JP2018193334A - 皮膚外用剤 - Google Patents

Abstract

【課題】皮膚外用剤、育毛剤及び経口用組成物に配合可能であって、ＳＣＦ合成抑制効果、女性ホルモン様作用効果、タンパク質変性抑制効果、アスコルビン酸又はその誘導体の安定化効果、メラニン分解効果を有する天然物由来の新規有効成分の提供。【解決手段】シソ科ムラサキシキブ属の植物又はその抽出物を有効成分として皮膚外用剤、育毛剤又は経口用組成物。前記組成物を含有する皮膚用外用剤。【選択図】なし

Description

本発明は、生体安全性にすぐれた皮膚外用又は経口用の新規有効成分を提供することを目的とする。

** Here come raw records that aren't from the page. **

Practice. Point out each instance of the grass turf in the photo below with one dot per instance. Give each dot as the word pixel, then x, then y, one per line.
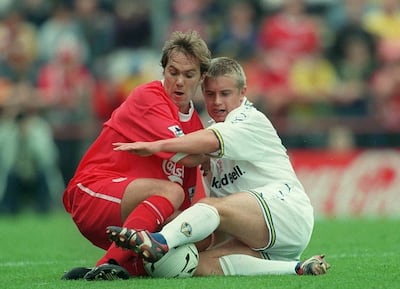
pixel 36 250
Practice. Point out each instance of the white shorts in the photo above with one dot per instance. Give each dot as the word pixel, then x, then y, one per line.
pixel 290 220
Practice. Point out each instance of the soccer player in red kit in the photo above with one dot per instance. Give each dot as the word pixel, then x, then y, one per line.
pixel 112 188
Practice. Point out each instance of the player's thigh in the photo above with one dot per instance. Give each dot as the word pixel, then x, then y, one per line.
pixel 242 217
pixel 140 189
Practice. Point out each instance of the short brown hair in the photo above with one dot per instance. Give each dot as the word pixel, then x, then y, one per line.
pixel 189 43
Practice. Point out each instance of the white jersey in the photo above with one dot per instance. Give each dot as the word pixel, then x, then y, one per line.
pixel 251 154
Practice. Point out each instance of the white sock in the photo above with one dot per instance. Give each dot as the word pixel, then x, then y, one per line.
pixel 238 264
pixel 192 225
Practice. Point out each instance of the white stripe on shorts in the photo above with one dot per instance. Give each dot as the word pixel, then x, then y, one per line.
pixel 98 195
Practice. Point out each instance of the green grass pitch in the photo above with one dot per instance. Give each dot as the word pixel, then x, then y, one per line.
pixel 36 250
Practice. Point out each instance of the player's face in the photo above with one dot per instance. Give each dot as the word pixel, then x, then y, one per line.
pixel 182 79
pixel 221 96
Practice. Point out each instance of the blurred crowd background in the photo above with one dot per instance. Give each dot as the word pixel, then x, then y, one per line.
pixel 327 74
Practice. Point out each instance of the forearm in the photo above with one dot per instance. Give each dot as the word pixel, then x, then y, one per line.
pixel 199 142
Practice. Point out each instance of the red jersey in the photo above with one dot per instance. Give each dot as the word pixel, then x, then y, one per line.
pixel 147 114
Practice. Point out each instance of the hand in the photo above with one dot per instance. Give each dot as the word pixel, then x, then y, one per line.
pixel 143 149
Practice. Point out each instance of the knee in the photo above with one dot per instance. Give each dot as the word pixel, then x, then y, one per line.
pixel 174 193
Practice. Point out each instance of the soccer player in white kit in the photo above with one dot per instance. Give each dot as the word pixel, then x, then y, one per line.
pixel 253 193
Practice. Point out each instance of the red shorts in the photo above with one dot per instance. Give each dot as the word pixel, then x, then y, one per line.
pixel 95 206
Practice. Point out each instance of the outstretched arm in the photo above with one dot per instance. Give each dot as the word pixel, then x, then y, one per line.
pixel 200 142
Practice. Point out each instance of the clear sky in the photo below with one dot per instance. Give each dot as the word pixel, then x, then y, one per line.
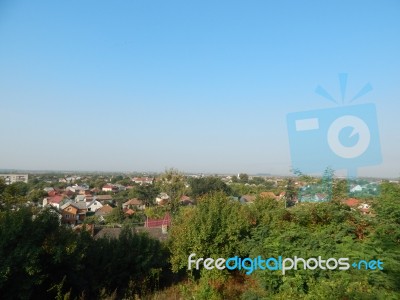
pixel 202 86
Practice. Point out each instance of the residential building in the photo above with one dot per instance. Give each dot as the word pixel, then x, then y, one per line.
pixel 134 204
pixel 73 213
pixel 12 178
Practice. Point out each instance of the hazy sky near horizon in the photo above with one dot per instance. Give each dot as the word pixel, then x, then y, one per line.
pixel 202 86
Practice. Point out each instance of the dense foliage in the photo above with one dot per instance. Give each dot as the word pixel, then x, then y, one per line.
pixel 41 259
pixel 218 227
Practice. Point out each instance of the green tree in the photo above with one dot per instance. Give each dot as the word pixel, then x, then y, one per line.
pixel 205 185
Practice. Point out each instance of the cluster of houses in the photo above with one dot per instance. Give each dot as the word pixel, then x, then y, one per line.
pixel 75 202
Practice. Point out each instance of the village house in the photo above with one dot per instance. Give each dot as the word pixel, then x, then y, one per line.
pixel 109 188
pixel 73 213
pixel 134 204
pixel 162 199
pixel 142 180
pixel 93 205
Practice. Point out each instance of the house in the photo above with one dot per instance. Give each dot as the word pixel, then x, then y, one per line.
pixel 73 213
pixel 53 201
pixel 103 211
pixel 134 204
pixel 80 198
pixel 103 199
pixel 48 189
pixel 142 180
pixel 12 178
pixel 77 189
pixel 158 223
pixel 186 201
pixel 356 188
pixel 268 195
pixel 129 212
pixel 247 199
pixel 93 205
pixel 320 197
pixel 162 199
pixel 109 188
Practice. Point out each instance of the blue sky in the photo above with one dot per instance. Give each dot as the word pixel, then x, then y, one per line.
pixel 196 85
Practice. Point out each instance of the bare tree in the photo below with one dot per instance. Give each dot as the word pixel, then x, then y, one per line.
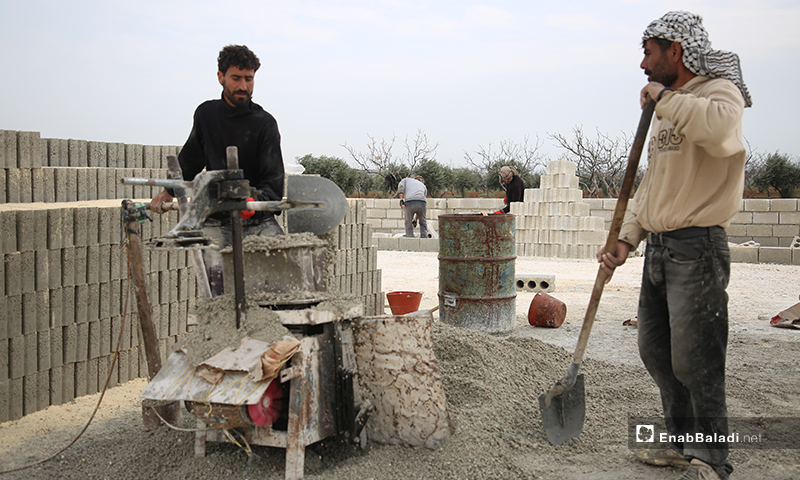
pixel 378 159
pixel 525 157
pixel 378 155
pixel 601 162
pixel 421 149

従来、紫外線、化学物質、アレルギー物質等は、生体細胞に刺激を与えて、その構成成分の変質や、サイトカインや活性酸素の合成を促すことが知られている。そして、変質した細胞成分、サイトカイン又は活性酸素が、炎症や細胞内のメラニン色素の異常沈着を誘発して、シミ、ソバカス、肝斑等を生じさせることも知られている。

例えば、紫外線の刺激により表皮角化細胞（ケラチノサイト）が合成するサイトカインの一種であるＳＣＦ（Steam Cell Factor）は、メラノサイト（色素細胞）におけるメラニン合成を活性化し、シミ等の原因となることも知られている。

また、紫外線は、角層のタンパク質に酸化ダメージ（例えば、タンパク質のカルボニル化）を与え、この酸化ダメージにより皮膚の透明感の低下やくすみが生じることとも知られている。

以上の点を鑑みて、皮膚の健全化や老化を予防及び改善する目的で、従来、種々の紫外線吸収剤、抗酸化剤、抗炎症剤が提案され、それらを配合した化粧品、飲食品及び医薬品が上市されている。例えば、ケイヒ酸誘導体、ベンゾフェノン誘導体等の紫外線吸収剤；ビタミンＣ、ビタミンＥ、カタラーゼ等の抗酸化剤；グリチルリチン酸又はその塩、アラントイン、トラネキサム酸等の抗炎症剤が提案されている。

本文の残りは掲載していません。